Chiusura valico di confine – Il valico di confine Isaccea–Orlivka, tra la Romania e l’Ucraina, è stato chiuso da oggi a causa degli attacchi con droni russi. Di conseguenza, il transito di persone attraverso il Danubio è sospeso, informa la Guardia Costiera della Polizia di Frontiera romena. I dati presentati dal gestore ucraino del valico indicano che, tra lo scoppio della guerra il 24 febbraio 2022 e la fine del primo trimestre di quest’anno, la struttura è stata distrutta quattro volte da droni lanciati contro l’Ucraina dall’esercito russo invasore. La scorsa settimana, le autorità della provincia di Tulcea avevano annunciato preparativi per gestire un aumento del flusso di persone in transito attraverso il valico, che collega la città romena di Isaccea a Orlivka, nella regione ucraina di Odessa, in vista del Capodanno ebraico. Nel 2026, la celebrazione dell’evento si svolgerà tra l’11 e il 13 settembre, mentre in Ucraina si trova la tomba di un leader religioso, che ogni anno richiama migliaia di pellegrini. A causa della chiusura dello spazio aereo ucraino dovuta all’invasione russa, i pellegrini provenienti da tutto il mondo utilizzavano le infrastrutture aeroportuali di Romania e della Repubblica di Moldova.

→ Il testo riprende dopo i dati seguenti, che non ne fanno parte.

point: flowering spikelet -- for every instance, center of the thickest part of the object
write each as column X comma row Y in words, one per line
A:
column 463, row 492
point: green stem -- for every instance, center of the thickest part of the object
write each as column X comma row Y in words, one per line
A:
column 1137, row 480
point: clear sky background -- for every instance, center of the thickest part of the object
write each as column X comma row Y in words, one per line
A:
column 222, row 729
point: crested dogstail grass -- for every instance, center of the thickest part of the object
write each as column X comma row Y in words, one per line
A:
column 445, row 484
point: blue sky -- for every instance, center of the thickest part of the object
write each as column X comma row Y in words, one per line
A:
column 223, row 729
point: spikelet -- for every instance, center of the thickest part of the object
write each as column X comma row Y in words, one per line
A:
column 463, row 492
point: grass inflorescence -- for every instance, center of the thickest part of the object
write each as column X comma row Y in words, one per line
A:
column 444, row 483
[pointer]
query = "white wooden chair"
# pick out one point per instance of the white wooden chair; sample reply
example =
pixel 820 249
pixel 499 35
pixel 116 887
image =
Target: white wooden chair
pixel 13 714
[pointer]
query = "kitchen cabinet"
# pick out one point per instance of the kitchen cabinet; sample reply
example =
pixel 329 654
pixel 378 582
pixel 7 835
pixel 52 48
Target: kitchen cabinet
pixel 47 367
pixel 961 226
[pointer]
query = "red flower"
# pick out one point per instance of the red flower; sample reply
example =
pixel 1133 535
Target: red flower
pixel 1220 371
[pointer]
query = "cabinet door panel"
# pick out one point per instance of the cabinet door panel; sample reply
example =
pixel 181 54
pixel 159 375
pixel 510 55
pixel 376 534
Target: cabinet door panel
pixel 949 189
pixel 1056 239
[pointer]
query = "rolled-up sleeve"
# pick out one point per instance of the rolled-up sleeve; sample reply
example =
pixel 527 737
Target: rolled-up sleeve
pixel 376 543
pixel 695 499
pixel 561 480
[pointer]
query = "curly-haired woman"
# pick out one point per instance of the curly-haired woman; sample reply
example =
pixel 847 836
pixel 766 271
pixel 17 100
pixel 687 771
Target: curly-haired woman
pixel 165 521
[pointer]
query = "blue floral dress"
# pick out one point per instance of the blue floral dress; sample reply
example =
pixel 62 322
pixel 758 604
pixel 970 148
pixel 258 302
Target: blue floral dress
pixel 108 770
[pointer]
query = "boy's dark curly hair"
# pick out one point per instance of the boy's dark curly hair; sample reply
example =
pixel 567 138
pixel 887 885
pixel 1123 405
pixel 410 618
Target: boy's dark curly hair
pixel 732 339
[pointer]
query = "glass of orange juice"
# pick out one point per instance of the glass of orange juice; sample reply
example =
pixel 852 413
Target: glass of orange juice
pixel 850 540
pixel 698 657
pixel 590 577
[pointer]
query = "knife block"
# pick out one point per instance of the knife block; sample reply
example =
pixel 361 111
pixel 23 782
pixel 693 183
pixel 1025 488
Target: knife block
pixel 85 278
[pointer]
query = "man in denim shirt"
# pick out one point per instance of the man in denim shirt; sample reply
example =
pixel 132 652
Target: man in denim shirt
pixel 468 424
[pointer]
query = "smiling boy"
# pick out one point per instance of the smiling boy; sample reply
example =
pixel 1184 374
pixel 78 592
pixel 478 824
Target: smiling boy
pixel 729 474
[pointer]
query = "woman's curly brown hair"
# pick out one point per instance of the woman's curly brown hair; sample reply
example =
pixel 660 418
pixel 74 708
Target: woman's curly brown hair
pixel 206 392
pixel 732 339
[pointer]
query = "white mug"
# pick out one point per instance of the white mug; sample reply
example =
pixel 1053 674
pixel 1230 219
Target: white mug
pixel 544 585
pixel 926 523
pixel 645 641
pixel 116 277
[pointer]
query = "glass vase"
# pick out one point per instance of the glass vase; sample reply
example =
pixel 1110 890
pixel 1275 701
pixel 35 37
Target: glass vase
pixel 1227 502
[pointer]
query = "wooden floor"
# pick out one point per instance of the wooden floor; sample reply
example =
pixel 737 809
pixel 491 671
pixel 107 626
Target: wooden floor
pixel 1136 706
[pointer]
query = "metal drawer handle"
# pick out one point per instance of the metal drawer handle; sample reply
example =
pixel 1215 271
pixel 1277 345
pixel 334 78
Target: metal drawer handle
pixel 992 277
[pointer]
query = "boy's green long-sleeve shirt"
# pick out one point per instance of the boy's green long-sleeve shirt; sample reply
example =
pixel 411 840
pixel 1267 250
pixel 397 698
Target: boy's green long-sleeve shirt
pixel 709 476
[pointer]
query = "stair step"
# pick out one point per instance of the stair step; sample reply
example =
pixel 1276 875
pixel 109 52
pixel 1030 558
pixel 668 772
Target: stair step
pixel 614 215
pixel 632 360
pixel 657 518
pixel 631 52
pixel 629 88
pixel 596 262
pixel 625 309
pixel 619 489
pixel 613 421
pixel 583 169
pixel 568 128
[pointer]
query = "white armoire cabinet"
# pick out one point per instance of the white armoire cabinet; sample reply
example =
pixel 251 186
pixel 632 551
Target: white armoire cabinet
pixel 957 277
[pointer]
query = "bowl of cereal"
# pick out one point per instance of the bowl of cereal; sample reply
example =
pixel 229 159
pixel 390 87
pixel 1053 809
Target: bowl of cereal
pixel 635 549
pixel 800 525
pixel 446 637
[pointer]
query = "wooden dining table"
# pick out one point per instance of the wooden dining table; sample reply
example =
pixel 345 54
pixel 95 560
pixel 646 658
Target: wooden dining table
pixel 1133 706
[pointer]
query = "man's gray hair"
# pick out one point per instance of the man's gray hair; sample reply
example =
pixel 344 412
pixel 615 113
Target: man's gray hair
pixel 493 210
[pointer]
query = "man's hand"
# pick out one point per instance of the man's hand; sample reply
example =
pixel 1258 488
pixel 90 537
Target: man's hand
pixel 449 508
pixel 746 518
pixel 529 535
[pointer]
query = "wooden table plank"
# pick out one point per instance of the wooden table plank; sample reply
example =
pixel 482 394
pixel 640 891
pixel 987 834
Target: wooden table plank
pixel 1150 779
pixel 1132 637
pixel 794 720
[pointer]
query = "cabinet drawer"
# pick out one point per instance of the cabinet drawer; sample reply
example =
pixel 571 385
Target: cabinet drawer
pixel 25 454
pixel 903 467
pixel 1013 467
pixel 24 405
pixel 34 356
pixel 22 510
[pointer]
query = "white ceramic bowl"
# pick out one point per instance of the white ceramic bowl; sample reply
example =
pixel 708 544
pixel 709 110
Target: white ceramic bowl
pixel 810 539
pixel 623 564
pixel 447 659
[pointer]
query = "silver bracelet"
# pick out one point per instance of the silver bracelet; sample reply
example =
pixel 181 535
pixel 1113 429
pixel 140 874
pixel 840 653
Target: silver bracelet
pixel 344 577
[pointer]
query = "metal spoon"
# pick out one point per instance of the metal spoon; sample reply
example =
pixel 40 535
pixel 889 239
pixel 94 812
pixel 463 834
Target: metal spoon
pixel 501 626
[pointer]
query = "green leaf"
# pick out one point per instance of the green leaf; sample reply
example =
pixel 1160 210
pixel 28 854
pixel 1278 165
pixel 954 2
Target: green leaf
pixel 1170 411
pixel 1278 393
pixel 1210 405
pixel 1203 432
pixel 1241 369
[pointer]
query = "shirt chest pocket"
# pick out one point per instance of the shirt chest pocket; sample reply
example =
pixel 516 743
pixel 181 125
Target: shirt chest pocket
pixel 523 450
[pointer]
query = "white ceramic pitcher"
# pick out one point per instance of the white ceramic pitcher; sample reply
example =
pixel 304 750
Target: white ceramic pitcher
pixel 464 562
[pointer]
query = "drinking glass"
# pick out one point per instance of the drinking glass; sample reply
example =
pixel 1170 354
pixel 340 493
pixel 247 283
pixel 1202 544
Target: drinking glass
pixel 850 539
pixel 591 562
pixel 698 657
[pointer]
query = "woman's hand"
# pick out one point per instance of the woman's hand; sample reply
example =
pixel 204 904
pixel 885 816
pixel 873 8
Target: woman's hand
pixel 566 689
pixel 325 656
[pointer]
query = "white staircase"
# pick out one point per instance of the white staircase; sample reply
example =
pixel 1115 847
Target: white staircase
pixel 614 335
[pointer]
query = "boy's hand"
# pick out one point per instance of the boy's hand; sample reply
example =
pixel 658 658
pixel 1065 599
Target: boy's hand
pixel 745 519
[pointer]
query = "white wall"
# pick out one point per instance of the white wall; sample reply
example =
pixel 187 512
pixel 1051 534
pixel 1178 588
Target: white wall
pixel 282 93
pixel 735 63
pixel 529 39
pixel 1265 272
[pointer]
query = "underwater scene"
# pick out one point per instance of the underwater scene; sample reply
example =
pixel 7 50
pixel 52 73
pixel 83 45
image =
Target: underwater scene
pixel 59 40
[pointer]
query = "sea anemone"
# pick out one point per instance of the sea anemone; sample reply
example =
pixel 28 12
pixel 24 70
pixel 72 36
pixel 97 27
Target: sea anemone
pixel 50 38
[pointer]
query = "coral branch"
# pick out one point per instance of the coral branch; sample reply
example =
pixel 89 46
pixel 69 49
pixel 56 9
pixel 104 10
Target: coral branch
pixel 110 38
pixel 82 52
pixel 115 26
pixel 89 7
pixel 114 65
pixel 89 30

Angela Merkel – L’ex cancelliera tedesca Angela Merkel è stata ricevuta oggi dal presidente della Romania, Nicușor Dan. I colloqui si sono concentrati sul contesto politico e di sicurezza internazionale, sulla solidarietà all’interno dell’Unione Europea, nonchè sulla necessità che gli stati europei si assumano maggiori responsabilità nella NATO. L’ex cancelliera si trova a Bucarest per presentare il suo libro di memorie “Freedom: Memories 1954–2021”. L’opera è stata lanciata a livello internazionale nel 2024 in oltre 30 paesi. Bucarest è una delle poche città, insieme a capitali come Berlino, Washington, Budapest o Atene, in cui l’ex cancelliera ha scelto di partecipare di persona alla presentazione del suo libro. Nel volume, la Merkel ripercorre l’infanzia e la giovinezza trascorse nella Repubblica Democratica Tedesca, la caduta del Muro di Berlino e gli esordi della sua carriera politica. Offre inoltre uno sguardo sulle decisioni prese durante i suoi 16 anni alla guida del governo tedesco, nonchè sugli incontri avuti con leader della scena internazionale. Angela Merkel è stata cancelliera della Germania dal 2005 al 2021, diventando la prima donna a ricoprire tale carica.